Don’t: let the germs die
High altitude destinations like that of the Manaslu circuit have extreme weather, which prevents bacteria from growing except the one in your stomach. But the lack of oxygen in the air can kill these microbes which would have otherwise improved your digestive system.
Without gut flora, plant cellulose becomes indigestible and causes a severe disorder. Unpleasant symptoms like abdominal pain, nausea, and bloating make it difficult to walk, much less trekking.
Hikes are already difficult and when the bacteria stops aiding as a food tolerant, it gets even tougher. So, for back-up carry probiotics with yourself to keep the gut healthy if not restore.
Don’t: fall for fake brands while mountaineering
Some shoppers in Nepal deceive travelers with counterfeit products, trying to make big bucks out of it. The unauthorized replica does look similar but lacks both quality and value. Hence, protect yourself from such looters by putting the trust in accredited shops in Thamel.
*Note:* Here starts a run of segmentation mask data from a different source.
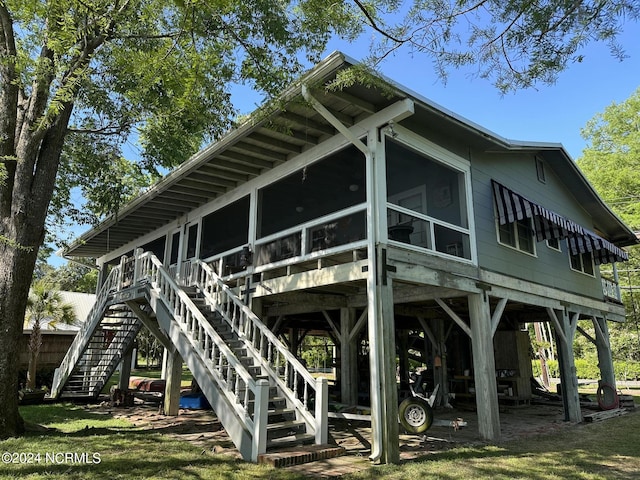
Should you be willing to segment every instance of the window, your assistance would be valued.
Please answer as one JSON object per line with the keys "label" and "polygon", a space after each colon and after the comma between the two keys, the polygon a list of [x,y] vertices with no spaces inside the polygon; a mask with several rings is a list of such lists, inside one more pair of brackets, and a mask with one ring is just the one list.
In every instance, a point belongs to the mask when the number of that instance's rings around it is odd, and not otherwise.
{"label": "window", "polygon": [[562,249],[560,248],[560,240],[558,240],[557,238],[547,239],[547,247],[549,247],[551,250],[557,250],[558,252],[562,251]]}
{"label": "window", "polygon": [[515,248],[531,255],[536,254],[536,242],[534,238],[531,220],[517,220],[512,223],[500,225],[498,228],[498,241],[502,245]]}
{"label": "window", "polygon": [[153,253],[156,257],[158,257],[158,260],[164,262],[164,246],[166,241],[167,237],[160,237],[153,240],[152,242],[142,245],[140,248],[142,248],[142,250],[144,250],[145,252]]}
{"label": "window", "polygon": [[547,182],[547,177],[544,173],[544,162],[540,157],[536,157],[536,174],[538,175],[538,180],[542,183]]}
{"label": "window", "polygon": [[171,252],[169,258],[169,265],[175,265],[178,263],[180,257],[180,232],[175,232],[171,236]]}
{"label": "window", "polygon": [[196,256],[196,250],[198,248],[198,224],[194,223],[189,225],[187,230],[187,260]]}
{"label": "window", "polygon": [[571,270],[584,273],[585,275],[595,276],[593,267],[593,255],[591,252],[577,253],[569,255],[569,263]]}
They offer original products from the label without the intention to swindle trekkers. Local shops also have the best singing bowls made in Nepal. They usually make a perfect gift set but you can also take it as a souvenir and use it to resist mental stress and anxiety. The resonating sound of the singing bowl has great healing power.
Don’t: yell in public
Nepal is a peace-loving country with the kindest and most soft-spoken people all over the world. Every visitor no matter the color and race are welcomed warmly and treated with respect in the country. It’s because of that Nepal has become the favorite holiday spot of travelers.
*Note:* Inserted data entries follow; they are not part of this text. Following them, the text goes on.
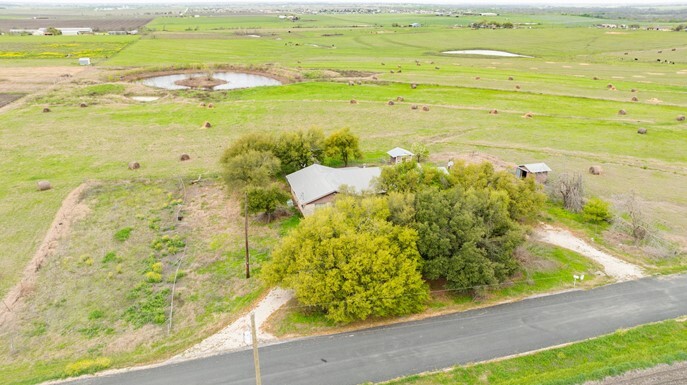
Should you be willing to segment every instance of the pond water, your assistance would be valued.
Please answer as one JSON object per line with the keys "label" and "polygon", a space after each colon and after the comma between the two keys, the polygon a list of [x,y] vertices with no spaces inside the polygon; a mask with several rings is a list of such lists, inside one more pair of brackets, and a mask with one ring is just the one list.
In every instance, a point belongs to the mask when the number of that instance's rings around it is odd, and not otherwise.
{"label": "pond water", "polygon": [[[155,76],[152,78],[139,80],[138,83],[155,88],[164,88],[166,90],[186,90],[191,87],[180,86],[176,84],[176,82],[198,76],[207,76],[207,74],[194,73]],[[279,80],[268,78],[267,76],[244,74],[240,72],[215,72],[212,74],[212,77],[226,81],[225,84],[220,84],[213,87],[213,91],[262,86],[279,86],[282,84]]]}
{"label": "pond water", "polygon": [[464,51],[444,51],[450,55],[483,55],[483,56],[502,56],[502,57],[532,57],[525,55],[518,55],[517,53],[505,51],[492,51],[490,49],[467,49]]}

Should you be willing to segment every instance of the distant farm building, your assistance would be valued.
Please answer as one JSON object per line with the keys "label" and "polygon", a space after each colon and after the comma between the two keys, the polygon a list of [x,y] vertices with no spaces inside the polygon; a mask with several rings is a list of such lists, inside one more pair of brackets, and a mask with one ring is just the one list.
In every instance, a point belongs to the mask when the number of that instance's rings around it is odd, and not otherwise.
{"label": "distant farm building", "polygon": [[420,23],[412,23],[412,24],[410,24],[410,26],[413,27],[413,28],[419,28],[419,27],[422,27],[422,24],[420,24]]}
{"label": "distant farm building", "polygon": [[89,66],[89,65],[91,65],[91,59],[87,58],[87,57],[81,57],[81,58],[79,58],[79,65]]}
{"label": "distant farm building", "polygon": [[126,31],[107,31],[108,35],[126,35]]}
{"label": "distant farm building", "polygon": [[522,164],[515,169],[515,175],[519,178],[534,177],[539,183],[545,183],[549,178],[551,168],[546,163]]}
{"label": "distant farm building", "polygon": [[[55,28],[59,30],[64,36],[77,36],[92,34],[92,28]],[[34,36],[45,36],[52,35],[49,28],[37,28],[37,29],[10,29],[10,35],[34,35]]]}
{"label": "distant farm building", "polygon": [[386,153],[389,154],[389,163],[391,164],[403,163],[406,160],[412,159],[415,155],[401,147],[396,147],[393,150],[387,151]]}
{"label": "distant farm building", "polygon": [[92,28],[55,28],[62,32],[64,36],[76,36],[76,35],[90,35],[93,33]]}
{"label": "distant farm building", "polygon": [[318,207],[329,205],[342,189],[355,193],[371,190],[381,173],[379,167],[331,168],[313,164],[287,175],[286,180],[294,205],[307,216]]}

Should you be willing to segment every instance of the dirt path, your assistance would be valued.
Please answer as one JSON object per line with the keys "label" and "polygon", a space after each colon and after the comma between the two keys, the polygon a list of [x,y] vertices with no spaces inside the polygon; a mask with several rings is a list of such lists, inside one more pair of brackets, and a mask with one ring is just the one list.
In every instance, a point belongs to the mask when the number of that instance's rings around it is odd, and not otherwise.
{"label": "dirt path", "polygon": [[54,255],[60,239],[69,233],[71,225],[88,214],[88,206],[81,201],[81,195],[92,185],[89,182],[81,184],[72,190],[62,201],[62,206],[55,214],[55,219],[48,228],[43,242],[24,269],[21,281],[11,288],[2,300],[3,304],[0,305],[0,326],[4,326],[14,319],[21,306],[22,298],[35,285],[38,271],[43,266],[43,263]]}
{"label": "dirt path", "polygon": [[606,275],[618,281],[629,281],[644,276],[644,272],[638,266],[597,250],[567,230],[543,225],[534,231],[534,236],[542,242],[563,247],[593,259],[604,267]]}
{"label": "dirt path", "polygon": [[[286,304],[293,293],[281,288],[272,289],[267,296],[258,303],[252,312],[255,313],[255,324],[258,329],[258,341],[268,342],[277,338],[262,330],[262,325],[272,313]],[[191,347],[183,353],[174,356],[170,361],[181,361],[200,357],[206,357],[217,353],[235,350],[248,346],[244,338],[245,333],[250,333],[250,312],[237,319],[231,325],[220,332],[206,338],[198,345]]]}

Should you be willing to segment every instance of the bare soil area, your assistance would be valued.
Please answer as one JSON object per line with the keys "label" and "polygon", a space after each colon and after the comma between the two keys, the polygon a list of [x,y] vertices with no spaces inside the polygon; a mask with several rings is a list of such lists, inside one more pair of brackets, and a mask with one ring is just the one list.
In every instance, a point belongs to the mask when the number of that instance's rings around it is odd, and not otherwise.
{"label": "bare soil area", "polygon": [[85,67],[3,67],[0,93],[31,93],[68,81]]}
{"label": "bare soil area", "polygon": [[37,29],[49,27],[61,28],[92,28],[94,31],[123,31],[141,28],[148,24],[152,18],[83,18],[62,19],[51,17],[46,19],[0,19],[0,31],[10,29]]}

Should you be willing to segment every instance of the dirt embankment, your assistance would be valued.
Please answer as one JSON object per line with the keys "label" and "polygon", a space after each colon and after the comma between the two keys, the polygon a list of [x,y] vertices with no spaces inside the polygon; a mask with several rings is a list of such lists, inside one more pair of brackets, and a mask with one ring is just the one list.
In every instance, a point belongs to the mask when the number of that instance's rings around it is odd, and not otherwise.
{"label": "dirt embankment", "polygon": [[86,182],[67,195],[62,206],[57,211],[43,242],[26,266],[22,278],[3,298],[0,306],[0,327],[13,320],[22,305],[22,298],[31,292],[38,277],[38,271],[45,261],[52,257],[57,250],[60,239],[69,233],[71,225],[88,214],[88,206],[81,200],[84,191],[94,183]]}

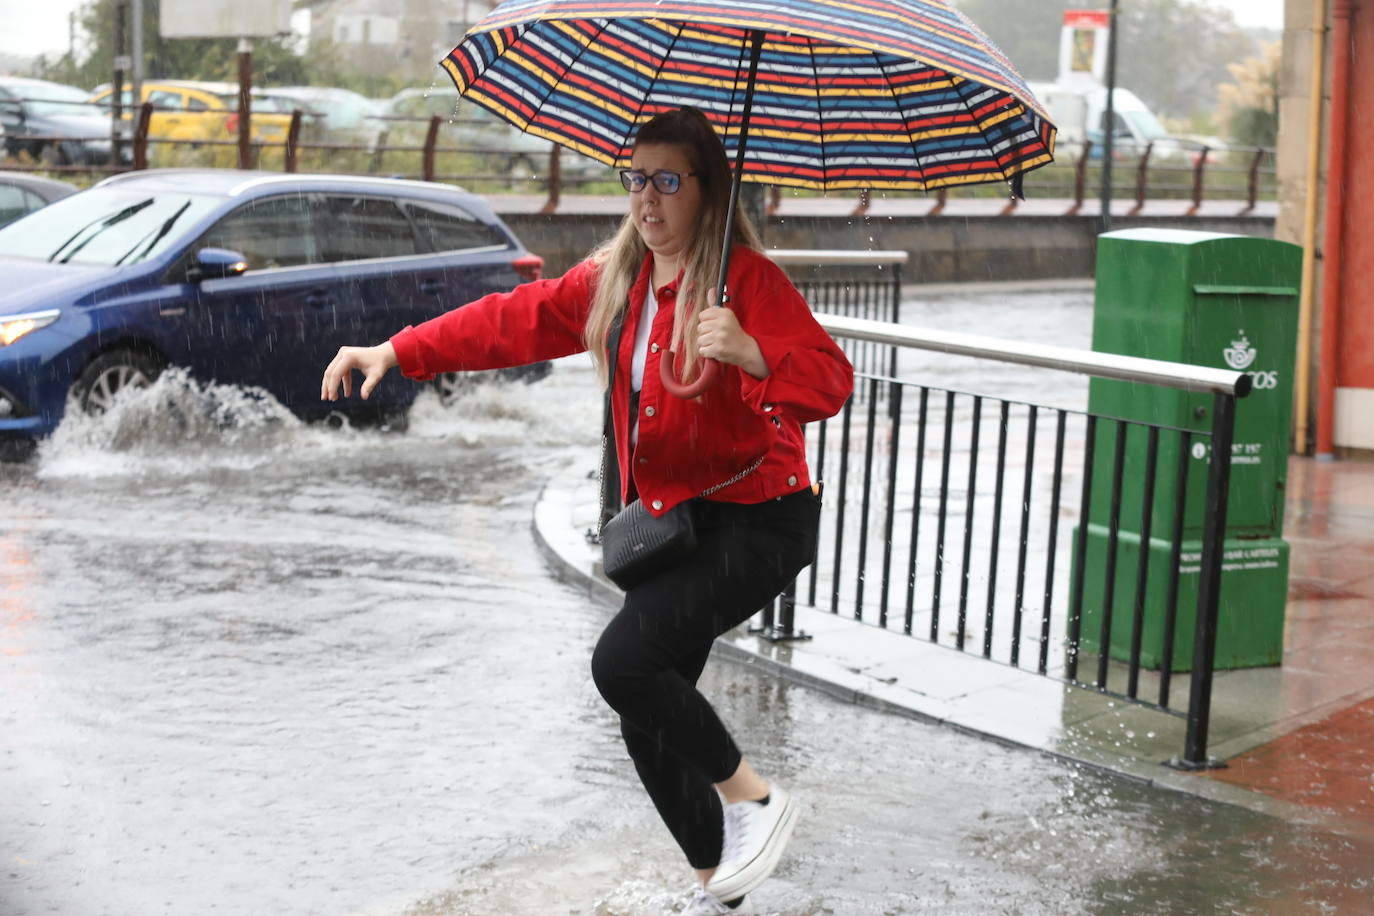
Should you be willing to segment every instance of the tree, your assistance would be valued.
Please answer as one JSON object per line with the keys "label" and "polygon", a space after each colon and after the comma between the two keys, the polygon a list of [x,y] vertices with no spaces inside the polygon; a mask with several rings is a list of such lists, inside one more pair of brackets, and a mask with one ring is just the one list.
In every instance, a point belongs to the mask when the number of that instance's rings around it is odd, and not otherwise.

So you just can’t go around and scream at people for nothing. This is unacceptable behavior and also impolite to people who value your presence and give you so much without any expected return.
Don’t: expect beef in Nepal
As a Hindu religious country, Nepal worships cows as a god. It’s a sacred animal here so trading the beef is considered illegal in Nepal. Don’t wander around trying to find the shop that sells beef as it will take you this entire life to get one.